She Mail: Mom Seeks Support For Strapping Wayward Toddler In Harness
Julie Fisk is here to help. If you’ve need advice or want us to hash out a problem on the air for you, let Julie share some of her wisdom.
I have a 20 month old that loves to explore. In other words, he likes to run away from me. After 2 very anxious shopping ventures this week, I told my husband I want to buy a child harness. My husband thinks it’s borderline child abuse to put a leash on the kid. I told him it was spousal abuse to make my 8-month pregnant butt waddle after a disappearing child. I want my son to explore – not vanish. That is the worst feeling I ever encountered. My hubby says I should always keep him in the stroller, but isn’t that really a more restricting harness on wheels? Not to mention that he struggles in there and starts screaming.
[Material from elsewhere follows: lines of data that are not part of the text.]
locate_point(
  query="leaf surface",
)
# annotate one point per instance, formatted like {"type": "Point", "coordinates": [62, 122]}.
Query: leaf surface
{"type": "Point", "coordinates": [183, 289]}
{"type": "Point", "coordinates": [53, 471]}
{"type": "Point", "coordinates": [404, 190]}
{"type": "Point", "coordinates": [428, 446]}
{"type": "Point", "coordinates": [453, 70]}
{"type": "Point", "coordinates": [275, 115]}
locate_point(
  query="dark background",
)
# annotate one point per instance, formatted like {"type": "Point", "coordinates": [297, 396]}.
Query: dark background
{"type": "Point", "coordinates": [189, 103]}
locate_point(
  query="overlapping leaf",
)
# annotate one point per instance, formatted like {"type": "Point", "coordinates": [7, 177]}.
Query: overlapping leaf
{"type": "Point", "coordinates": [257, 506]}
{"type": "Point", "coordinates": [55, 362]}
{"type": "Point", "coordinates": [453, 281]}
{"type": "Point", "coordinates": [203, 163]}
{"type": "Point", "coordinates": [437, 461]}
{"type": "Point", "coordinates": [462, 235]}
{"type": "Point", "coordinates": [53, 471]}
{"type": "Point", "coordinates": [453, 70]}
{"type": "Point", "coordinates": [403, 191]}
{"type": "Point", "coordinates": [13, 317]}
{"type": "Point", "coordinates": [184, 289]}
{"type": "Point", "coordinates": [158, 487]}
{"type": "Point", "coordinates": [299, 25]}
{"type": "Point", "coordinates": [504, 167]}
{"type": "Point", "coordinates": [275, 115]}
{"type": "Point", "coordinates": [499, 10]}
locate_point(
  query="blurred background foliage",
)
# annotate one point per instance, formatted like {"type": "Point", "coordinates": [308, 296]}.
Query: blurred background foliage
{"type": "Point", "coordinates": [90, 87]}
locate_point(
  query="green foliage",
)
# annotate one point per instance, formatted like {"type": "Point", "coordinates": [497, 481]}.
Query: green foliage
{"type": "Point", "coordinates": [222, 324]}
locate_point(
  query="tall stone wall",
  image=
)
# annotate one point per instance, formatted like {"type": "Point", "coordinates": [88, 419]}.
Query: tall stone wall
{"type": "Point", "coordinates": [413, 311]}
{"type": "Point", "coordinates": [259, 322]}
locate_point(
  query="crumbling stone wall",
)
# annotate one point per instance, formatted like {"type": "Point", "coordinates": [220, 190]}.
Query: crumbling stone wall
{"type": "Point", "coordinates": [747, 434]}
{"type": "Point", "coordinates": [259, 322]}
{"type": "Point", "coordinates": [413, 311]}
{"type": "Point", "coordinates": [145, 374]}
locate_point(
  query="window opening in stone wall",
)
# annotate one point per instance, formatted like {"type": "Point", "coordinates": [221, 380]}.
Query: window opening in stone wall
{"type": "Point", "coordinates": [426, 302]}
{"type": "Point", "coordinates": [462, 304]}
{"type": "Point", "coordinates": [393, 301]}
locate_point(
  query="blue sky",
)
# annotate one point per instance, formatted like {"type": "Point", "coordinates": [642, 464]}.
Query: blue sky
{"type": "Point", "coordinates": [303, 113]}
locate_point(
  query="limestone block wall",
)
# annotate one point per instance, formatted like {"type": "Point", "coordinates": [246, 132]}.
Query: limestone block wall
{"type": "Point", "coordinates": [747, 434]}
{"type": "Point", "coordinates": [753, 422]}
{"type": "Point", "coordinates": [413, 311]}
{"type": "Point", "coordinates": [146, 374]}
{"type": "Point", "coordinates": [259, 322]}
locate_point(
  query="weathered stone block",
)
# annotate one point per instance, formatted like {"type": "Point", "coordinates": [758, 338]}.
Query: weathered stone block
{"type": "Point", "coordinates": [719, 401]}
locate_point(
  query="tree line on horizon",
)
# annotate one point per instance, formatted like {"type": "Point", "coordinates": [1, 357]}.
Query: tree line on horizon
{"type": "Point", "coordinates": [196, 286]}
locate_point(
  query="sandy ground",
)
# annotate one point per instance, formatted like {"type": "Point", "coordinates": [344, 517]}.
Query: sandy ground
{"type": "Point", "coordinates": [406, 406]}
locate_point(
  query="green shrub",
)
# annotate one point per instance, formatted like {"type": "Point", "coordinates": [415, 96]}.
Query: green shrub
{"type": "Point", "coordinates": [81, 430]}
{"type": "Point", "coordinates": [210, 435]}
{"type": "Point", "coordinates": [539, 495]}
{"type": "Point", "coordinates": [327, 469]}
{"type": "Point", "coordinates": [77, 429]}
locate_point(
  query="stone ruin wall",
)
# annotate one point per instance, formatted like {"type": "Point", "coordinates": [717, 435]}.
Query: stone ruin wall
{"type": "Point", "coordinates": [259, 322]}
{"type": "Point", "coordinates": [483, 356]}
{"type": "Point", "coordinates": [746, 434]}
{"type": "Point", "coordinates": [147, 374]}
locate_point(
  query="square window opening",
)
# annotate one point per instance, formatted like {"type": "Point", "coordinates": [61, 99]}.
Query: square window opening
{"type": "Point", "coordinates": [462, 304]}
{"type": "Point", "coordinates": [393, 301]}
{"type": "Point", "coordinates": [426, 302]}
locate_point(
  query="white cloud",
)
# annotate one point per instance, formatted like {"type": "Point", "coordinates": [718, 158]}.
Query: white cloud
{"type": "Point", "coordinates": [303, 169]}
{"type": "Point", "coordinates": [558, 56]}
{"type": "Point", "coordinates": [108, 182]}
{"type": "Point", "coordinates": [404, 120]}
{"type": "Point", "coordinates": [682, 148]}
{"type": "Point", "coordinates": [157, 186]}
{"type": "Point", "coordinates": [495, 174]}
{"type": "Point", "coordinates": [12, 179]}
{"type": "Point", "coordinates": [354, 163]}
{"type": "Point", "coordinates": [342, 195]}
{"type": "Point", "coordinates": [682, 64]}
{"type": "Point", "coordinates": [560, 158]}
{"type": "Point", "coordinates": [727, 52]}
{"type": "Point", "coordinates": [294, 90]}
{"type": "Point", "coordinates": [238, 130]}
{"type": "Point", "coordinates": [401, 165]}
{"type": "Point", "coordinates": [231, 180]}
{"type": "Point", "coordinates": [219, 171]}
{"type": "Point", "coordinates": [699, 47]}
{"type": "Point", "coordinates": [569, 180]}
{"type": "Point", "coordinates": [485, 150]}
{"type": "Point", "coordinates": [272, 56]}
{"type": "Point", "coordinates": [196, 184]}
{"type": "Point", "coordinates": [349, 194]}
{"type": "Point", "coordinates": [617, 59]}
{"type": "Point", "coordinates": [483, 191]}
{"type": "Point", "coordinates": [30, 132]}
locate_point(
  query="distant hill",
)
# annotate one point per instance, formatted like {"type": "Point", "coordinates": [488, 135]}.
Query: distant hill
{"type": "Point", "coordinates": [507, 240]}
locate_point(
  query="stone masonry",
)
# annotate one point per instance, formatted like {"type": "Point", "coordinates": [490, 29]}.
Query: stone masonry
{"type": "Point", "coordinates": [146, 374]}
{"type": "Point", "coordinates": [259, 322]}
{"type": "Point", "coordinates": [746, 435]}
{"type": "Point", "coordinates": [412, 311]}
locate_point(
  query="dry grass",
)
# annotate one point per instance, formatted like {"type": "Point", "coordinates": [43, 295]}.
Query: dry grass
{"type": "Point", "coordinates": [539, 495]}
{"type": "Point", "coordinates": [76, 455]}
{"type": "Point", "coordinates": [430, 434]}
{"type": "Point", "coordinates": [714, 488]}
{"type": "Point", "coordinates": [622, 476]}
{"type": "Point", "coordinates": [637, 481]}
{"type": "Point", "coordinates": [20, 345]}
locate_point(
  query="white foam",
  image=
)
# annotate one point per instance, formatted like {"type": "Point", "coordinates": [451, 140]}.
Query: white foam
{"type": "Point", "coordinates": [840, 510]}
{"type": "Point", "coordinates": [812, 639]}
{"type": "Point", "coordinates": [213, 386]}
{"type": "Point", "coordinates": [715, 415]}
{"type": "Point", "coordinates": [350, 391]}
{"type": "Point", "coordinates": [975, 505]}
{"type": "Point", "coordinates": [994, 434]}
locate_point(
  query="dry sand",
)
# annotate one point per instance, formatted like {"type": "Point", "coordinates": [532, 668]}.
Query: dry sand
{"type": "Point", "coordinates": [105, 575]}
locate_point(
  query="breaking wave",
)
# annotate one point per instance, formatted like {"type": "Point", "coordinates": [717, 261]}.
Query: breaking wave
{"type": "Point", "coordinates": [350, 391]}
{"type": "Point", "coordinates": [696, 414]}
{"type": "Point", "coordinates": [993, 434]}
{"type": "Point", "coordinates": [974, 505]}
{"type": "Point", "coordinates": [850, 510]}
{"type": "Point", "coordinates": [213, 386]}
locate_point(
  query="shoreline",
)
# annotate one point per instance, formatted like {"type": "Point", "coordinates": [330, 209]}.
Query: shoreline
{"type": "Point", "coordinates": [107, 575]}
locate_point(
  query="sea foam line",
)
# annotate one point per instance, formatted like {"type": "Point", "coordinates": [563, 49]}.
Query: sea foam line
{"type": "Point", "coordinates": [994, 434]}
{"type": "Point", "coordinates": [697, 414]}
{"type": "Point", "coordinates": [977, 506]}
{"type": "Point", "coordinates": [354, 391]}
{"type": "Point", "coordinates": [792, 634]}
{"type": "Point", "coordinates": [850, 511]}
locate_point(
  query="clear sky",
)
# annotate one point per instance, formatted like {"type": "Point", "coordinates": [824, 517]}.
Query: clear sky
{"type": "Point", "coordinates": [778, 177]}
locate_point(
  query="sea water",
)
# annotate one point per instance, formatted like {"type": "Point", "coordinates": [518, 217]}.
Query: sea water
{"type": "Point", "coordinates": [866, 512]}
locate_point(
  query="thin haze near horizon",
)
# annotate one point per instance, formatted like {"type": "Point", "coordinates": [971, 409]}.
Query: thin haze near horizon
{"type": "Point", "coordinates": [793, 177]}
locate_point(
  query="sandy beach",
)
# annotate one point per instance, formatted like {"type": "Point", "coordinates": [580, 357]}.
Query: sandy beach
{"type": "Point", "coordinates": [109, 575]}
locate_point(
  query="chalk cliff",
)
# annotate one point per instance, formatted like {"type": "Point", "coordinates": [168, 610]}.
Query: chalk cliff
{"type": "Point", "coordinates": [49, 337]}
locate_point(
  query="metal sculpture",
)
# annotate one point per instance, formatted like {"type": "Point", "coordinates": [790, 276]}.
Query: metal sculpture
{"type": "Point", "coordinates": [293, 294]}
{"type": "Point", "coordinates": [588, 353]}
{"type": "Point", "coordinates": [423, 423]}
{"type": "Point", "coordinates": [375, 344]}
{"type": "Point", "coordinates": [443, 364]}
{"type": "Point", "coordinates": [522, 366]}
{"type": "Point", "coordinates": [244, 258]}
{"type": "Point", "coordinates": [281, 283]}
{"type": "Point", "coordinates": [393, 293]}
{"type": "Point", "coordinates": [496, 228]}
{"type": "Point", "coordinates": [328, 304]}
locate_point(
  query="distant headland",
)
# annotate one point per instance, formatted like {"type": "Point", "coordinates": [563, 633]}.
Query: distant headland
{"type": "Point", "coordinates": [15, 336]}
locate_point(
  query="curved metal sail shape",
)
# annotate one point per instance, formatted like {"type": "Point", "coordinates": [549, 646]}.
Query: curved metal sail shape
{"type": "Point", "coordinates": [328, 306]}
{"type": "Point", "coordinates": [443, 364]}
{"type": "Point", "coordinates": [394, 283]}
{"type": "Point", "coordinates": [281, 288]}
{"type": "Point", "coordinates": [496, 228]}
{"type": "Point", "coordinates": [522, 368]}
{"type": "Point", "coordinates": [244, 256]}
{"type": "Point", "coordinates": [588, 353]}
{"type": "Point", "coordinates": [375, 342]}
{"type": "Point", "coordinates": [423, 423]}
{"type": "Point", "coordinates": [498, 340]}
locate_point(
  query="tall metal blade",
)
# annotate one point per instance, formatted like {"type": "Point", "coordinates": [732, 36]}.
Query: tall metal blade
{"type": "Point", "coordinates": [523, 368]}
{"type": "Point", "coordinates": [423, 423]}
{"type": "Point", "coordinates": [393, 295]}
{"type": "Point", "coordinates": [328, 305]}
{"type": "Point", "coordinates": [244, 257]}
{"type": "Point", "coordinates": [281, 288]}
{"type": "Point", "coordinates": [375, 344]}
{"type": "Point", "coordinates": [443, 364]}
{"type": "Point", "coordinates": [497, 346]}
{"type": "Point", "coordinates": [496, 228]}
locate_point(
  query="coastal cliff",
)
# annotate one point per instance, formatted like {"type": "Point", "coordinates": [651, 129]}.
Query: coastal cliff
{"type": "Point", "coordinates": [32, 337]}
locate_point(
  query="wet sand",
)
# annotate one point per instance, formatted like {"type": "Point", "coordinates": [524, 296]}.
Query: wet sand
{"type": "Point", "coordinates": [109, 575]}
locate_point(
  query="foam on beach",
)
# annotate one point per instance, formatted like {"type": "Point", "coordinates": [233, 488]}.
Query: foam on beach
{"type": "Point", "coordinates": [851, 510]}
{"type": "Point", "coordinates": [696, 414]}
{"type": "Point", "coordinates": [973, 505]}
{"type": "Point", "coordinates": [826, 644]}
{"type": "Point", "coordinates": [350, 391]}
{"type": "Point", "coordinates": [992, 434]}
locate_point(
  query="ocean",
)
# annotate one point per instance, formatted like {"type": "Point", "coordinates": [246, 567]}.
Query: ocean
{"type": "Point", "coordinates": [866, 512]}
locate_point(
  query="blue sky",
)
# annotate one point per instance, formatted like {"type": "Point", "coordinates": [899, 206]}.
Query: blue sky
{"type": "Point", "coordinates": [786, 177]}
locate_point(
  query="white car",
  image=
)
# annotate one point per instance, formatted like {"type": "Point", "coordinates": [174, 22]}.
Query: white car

This fight is getting pretty ugly at home and in the meantime, my kid keeps running off. So, who is right? Please say me because my husband is being such a pain about it.
Where’d He Go?
Dear Where’d He Go,
The room started out divided because Tony thinks parents can use harnesses to be lazy instead of teaching kids to listen and follow the rules. He started to change his tune though when we described the awful feeling you get when your kid runs off. In a perfect world, kids would follow the rules and stay by our sides and we would be able to give them our undivided attention. We live in an imperfect world though and sometimes our kids run off. It’s annoying and scary but ultimately it’s unsafe. If you feel that your child is endangering himself, then I think it’s ok to use a child harness occasionally. Furthermore, if your husband continues to gripe about it, let HIM do all the shopping!